Hinweis: dieser Artikel wurde ursprünglich für das spanische Geschichtsmagazin Desperata Ferro verfasst. Er wurde in Ausgabe #8 im Dezember 2011 veröffentlicht.
Als Alexander der Große starb, hinterließ er ein Reich, das von der makedonischen Armee erschaffen wurde. Das Rückgrat seines Heeres war die makedonische Phalanx, eine verbesserte Version der klassischen Griechischen Phalanx, mit längeren Lanzen in einer engeren formation. Die Männer, die in den Phalanx-Regimenten dienten, nannte man Phalangiten oder Pezhetairoi (griechisch: Gefährten zu Fuß), und ihre Ausrüstung war auf ihre neue Art zu Kämpfen zugeschnitten.
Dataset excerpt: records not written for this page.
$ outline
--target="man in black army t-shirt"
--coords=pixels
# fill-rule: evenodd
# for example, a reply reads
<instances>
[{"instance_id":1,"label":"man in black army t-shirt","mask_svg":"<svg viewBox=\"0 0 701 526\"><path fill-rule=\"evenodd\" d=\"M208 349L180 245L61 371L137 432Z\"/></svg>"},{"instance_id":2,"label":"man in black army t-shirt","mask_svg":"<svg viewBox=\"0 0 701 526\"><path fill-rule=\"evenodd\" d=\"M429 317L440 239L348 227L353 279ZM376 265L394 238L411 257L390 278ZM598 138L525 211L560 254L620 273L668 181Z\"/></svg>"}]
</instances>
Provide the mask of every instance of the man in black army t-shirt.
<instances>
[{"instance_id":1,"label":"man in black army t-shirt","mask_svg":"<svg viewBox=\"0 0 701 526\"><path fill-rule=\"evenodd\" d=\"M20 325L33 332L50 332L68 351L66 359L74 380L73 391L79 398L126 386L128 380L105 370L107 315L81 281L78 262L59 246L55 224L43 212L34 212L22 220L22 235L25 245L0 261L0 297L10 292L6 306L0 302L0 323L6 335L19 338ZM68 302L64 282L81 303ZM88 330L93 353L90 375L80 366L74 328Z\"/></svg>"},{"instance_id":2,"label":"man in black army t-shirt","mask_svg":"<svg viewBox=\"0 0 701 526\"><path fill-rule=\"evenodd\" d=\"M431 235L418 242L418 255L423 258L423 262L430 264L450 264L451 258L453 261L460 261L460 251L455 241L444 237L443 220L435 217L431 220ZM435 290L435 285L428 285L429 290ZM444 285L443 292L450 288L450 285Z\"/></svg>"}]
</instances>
Der Erfinder der makedonischen Phalanx, König Philipp II, verbesserte die klassische Hoplitenphalanx, indem er seine Soldaten mit deutlich längeren Lanzen ausrüstete, und sie in einer engeren Formation aufstellte, wodurch 16 Reihen am Kampf teilnehmen konnten. Eine Phalanx bestand aus 64 Syntagma. Jede Syntagma bestand wiederum aus 256 Soldaten. Die klassische Phalanx hatte üblicherweise acht Reihen auf 100 Soldaten.
Als Nebeneffekt mussten die Phalangiten kleinere Schilde tragen, die ihnen erst erlaubten enger zusammen zu stehen und die Sarissa zu führen. Allerdings wurde der verringerte Schutz durch die Schilde durch die erhöhte Reichweite und Schlagkraft der Phalanx mehr als ausgeglichen.
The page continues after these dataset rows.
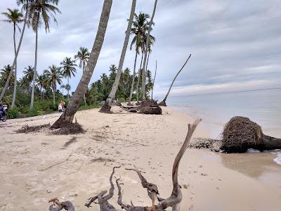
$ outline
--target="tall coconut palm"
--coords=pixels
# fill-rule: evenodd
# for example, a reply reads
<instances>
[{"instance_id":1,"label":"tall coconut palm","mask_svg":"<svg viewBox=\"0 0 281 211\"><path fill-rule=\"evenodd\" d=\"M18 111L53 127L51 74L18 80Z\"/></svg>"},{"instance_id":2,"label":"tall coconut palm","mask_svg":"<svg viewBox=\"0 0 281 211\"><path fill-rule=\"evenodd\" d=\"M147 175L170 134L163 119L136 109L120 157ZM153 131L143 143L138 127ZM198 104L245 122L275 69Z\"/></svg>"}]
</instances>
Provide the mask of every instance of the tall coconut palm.
<instances>
[{"instance_id":1,"label":"tall coconut palm","mask_svg":"<svg viewBox=\"0 0 281 211\"><path fill-rule=\"evenodd\" d=\"M61 84L60 85L60 89L62 89L62 94L63 94L63 96L64 96L63 91L65 89L65 84Z\"/></svg>"},{"instance_id":2,"label":"tall coconut palm","mask_svg":"<svg viewBox=\"0 0 281 211\"><path fill-rule=\"evenodd\" d=\"M155 0L155 4L154 4L154 8L153 8L153 13L152 15L151 16L150 21L149 23L149 26L148 26L148 32L147 32L146 35L146 40L145 40L145 57L143 59L143 69L142 69L142 84L141 84L141 91L142 91L142 100L144 101L145 100L145 78L146 78L146 63L147 63L147 57L148 57L148 53L149 50L149 46L150 46L150 32L152 30L152 25L153 24L153 18L155 15L155 11L156 11L156 6L157 5L157 0Z\"/></svg>"},{"instance_id":3,"label":"tall coconut palm","mask_svg":"<svg viewBox=\"0 0 281 211\"><path fill-rule=\"evenodd\" d=\"M27 78L27 81L31 83L33 79L33 75L34 74L34 68L28 65L27 68L25 68L23 70L23 75Z\"/></svg>"},{"instance_id":4,"label":"tall coconut palm","mask_svg":"<svg viewBox=\"0 0 281 211\"><path fill-rule=\"evenodd\" d=\"M75 67L77 67L77 65L75 63L75 60L72 60L70 57L65 57L63 61L60 63L60 65L63 65L63 74L67 78L67 84L69 84L71 76L75 76ZM67 101L70 101L70 90L67 91Z\"/></svg>"},{"instance_id":5,"label":"tall coconut palm","mask_svg":"<svg viewBox=\"0 0 281 211\"><path fill-rule=\"evenodd\" d=\"M0 85L1 87L4 87L2 85L6 83L8 78L9 77L10 72L11 70L12 70L12 67L10 65L5 65L2 69L0 70ZM15 80L15 75L12 74L9 84L8 84L8 87L6 89L8 89L11 87L13 87L14 84L13 84L14 80Z\"/></svg>"},{"instance_id":6,"label":"tall coconut palm","mask_svg":"<svg viewBox=\"0 0 281 211\"><path fill-rule=\"evenodd\" d=\"M160 103L158 103L159 106L166 106L166 100L169 96L169 94L170 93L171 87L173 87L174 82L175 82L176 77L178 77L178 75L180 74L180 72L181 72L181 70L183 70L183 68L185 66L186 63L188 63L188 60L191 57L191 54L188 56L188 59L185 60L185 63L183 64L183 67L181 67L181 68L180 69L180 70L178 70L178 73L176 75L175 77L174 78L170 87L169 88L169 90L165 96L165 97L164 98L163 101L162 101Z\"/></svg>"},{"instance_id":7,"label":"tall coconut palm","mask_svg":"<svg viewBox=\"0 0 281 211\"><path fill-rule=\"evenodd\" d=\"M23 15L22 13L19 11L18 9L11 9L8 8L8 12L2 13L7 19L3 20L3 21L12 23L13 27L13 47L15 51L15 58L16 57L17 49L15 46L15 30L16 28L20 32L20 28L18 26L18 23L22 23L24 21L23 20ZM11 107L15 106L15 94L17 92L17 60L15 59L15 80L14 80L14 85L13 85L13 101Z\"/></svg>"},{"instance_id":8,"label":"tall coconut palm","mask_svg":"<svg viewBox=\"0 0 281 211\"><path fill-rule=\"evenodd\" d=\"M134 63L134 72L133 72L133 81L132 82L132 85L131 88L131 93L130 93L130 96L129 97L129 101L128 102L128 104L131 104L131 97L133 95L133 84L134 84L134 79L136 75L136 63L137 60L137 56L138 54L139 54L139 49L140 49L141 51L141 60L140 60L140 68L138 69L138 82L137 82L137 86L136 86L136 98L137 101L138 101L138 90L139 90L139 84L140 84L140 72L141 72L141 67L142 67L142 63L143 63L143 53L145 52L145 41L146 41L146 32L148 30L149 27L148 27L148 19L150 18L150 16L145 13L140 12L138 15L135 14L134 15L134 21L133 23L133 27L131 30L131 34L134 35L132 41L131 43L131 48L130 49L132 49L132 46L133 45L136 46L136 56L135 56L135 63ZM153 24L153 23L152 23ZM150 42L152 44L155 38L150 35Z\"/></svg>"},{"instance_id":9,"label":"tall coconut palm","mask_svg":"<svg viewBox=\"0 0 281 211\"><path fill-rule=\"evenodd\" d=\"M44 86L45 81L46 79L46 76L44 74L39 75L37 77L37 85L39 87L40 90L40 100L42 100L42 88Z\"/></svg>"},{"instance_id":10,"label":"tall coconut palm","mask_svg":"<svg viewBox=\"0 0 281 211\"><path fill-rule=\"evenodd\" d=\"M34 101L35 81L37 70L37 49L38 49L38 30L42 23L45 25L45 31L50 32L51 18L57 23L55 15L60 11L56 7L59 0L32 0L28 14L29 21L32 30L35 32L35 59L34 74L32 80L32 91L31 95L30 109L33 108Z\"/></svg>"},{"instance_id":11,"label":"tall coconut palm","mask_svg":"<svg viewBox=\"0 0 281 211\"><path fill-rule=\"evenodd\" d=\"M27 25L27 17L28 17L28 13L29 13L29 11L30 11L30 1L33 1L33 0L18 0L17 1L18 5L22 4L23 5L22 9L25 10L25 19L24 19L25 20L24 20L24 24L23 24L22 33L20 34L20 41L18 43L18 49L17 49L17 51L15 52L15 58L13 59L12 68L11 68L11 72L9 73L9 75L8 75L8 77L7 78L7 80L6 81L6 83L5 83L5 85L4 85L4 88L3 89L3 90L2 90L1 93L0 101L1 101L3 97L4 96L5 91L7 89L7 87L8 87L9 83L10 83L12 75L13 75L13 69L15 68L15 61L17 60L18 53L20 52L20 46L21 46L22 41L23 34L25 34L25 27L26 27L26 25Z\"/></svg>"},{"instance_id":12,"label":"tall coconut palm","mask_svg":"<svg viewBox=\"0 0 281 211\"><path fill-rule=\"evenodd\" d=\"M60 68L53 65L44 71L44 75L48 81L50 82L53 89L53 103L55 106L55 92L57 91L57 83L61 84L63 77Z\"/></svg>"},{"instance_id":13,"label":"tall coconut palm","mask_svg":"<svg viewBox=\"0 0 281 211\"><path fill-rule=\"evenodd\" d=\"M71 102L67 105L66 110L60 118L52 125L53 128L60 128L72 122L74 116L78 110L83 96L87 91L89 83L90 82L90 79L93 75L93 70L97 63L105 39L112 5L112 0L104 0L97 34L96 36L96 39L85 71L84 72L77 88L72 97Z\"/></svg>"},{"instance_id":14,"label":"tall coconut palm","mask_svg":"<svg viewBox=\"0 0 281 211\"><path fill-rule=\"evenodd\" d=\"M85 70L86 63L90 56L90 53L89 53L88 49L80 47L79 51L77 52L77 54L74 56L75 59L79 60L79 68L82 68L83 72ZM86 96L84 96L84 101L85 105L86 105Z\"/></svg>"},{"instance_id":15,"label":"tall coconut palm","mask_svg":"<svg viewBox=\"0 0 281 211\"><path fill-rule=\"evenodd\" d=\"M115 81L112 85L112 88L111 89L110 93L107 97L107 99L106 100L105 103L103 104L103 107L100 110L100 112L107 113L110 110L111 107L110 106L110 103L111 103L112 99L115 97L116 91L117 91L118 85L120 81L121 73L122 72L123 63L125 59L126 51L128 47L129 39L130 38L131 30L133 25L133 15L135 14L135 9L136 9L136 0L132 0L130 18L129 19L128 27L126 31L125 39L124 41L123 49L121 53L121 56L119 62L118 70L115 77Z\"/></svg>"},{"instance_id":16,"label":"tall coconut palm","mask_svg":"<svg viewBox=\"0 0 281 211\"><path fill-rule=\"evenodd\" d=\"M65 89L66 91L67 91L67 93L69 93L71 90L71 86L70 84L65 84Z\"/></svg>"}]
</instances>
In der Schlacht von Chaironeia im Jahre 338 vor Christus errang die makedonische Phalanx einen entscheidenden Sieg gegen die griechische Hoplitenphalanx, und mit der folgenden makedonischen Vorherrschaft über Griechenland begann die Ära des Phalangiten, die erst mit der Schlacht von Pydna enden sollte, in der sich abermals eine neue Kampfweise als erfolgreich erweisen sollte: die Manipeltaktik der Römer.
Einige Mitglieder der deutschen Living History Gruppe Hetairoi beschäftigen sich mit der historischen Darstellung der makedonischen Infanterie, inklusive der Phalangiten. Waffen und Rüstung, so wie die notwendige Kleidung, wurden Anhand antiker Quellen, archäologischer Funde, und Theorien moderner Geschichtswissenschaftler rekonstruiert.
Im Grunde ist die Ausrüstung des Phalangiten der des klassischen Hopliten sehr ähnlich. Der typische Pezhetairoi trug ein kurzes Gewand aus Wolle oder Leinen, den Chiton. Im zivilen Leben war der Chiton eine Art Untergewand, für Soldaten war es allerdings das wichtigste Kleidungsstück. Unsere Erfahrung zeigt, dass der Chiton ein sehr bequemes Kleidungsstück ist, das seinem Träger einen hohen Grad an Beweglichkeit lässt.
Als Schuhwerk konnte der Phalangit auf eine große Bandbreite an Modellen zurückgreifen, von einfachen Sandalen bis hin zu makedonischen Stiefeln gibt es zahlreiche historische Abbildungen. Beide Beine wurden durch bronzene Beinschienen, die Knemides, vom Knie bis zum Knöchel geschützt. Für den Oberkörper existierten zwei Rüstungsvarianten. Eine Variante, der Thorax, war ein bronzener Panzer, der nach der Anatomie eines männlichen Oberkörpers geformt war. Dieser Rüstungstyp ist sehr oft im archäologischen Fundgut enthalten, und kann daher als gesichert angesehen werden. Die Alternative ist ein sogenannter Linothorax. Obwohl es Erwähnungen in antiken Texten, so wie zahlreiche Abbildungen zeitgenössischer Kunst gibt, sind wir uns heute nicht sicher, wie diese Rüstung beschaffen war. Eine gängige Theorie geht von bis zu zwölf Schichten aus miteinander verleimten Leinen aus, was eine stabile, aber immer noch bequeme Rüstung ergibt. Andere Theorien gehen von dickem Leder oder einem gesteppten Textilpanzer aus. Da keine solchen Panzer im archäologischen Fundgut enthalten sind, kann die einzige gesicherte Aussage sein, dass es sich um vergängliche Materialien handeln muss.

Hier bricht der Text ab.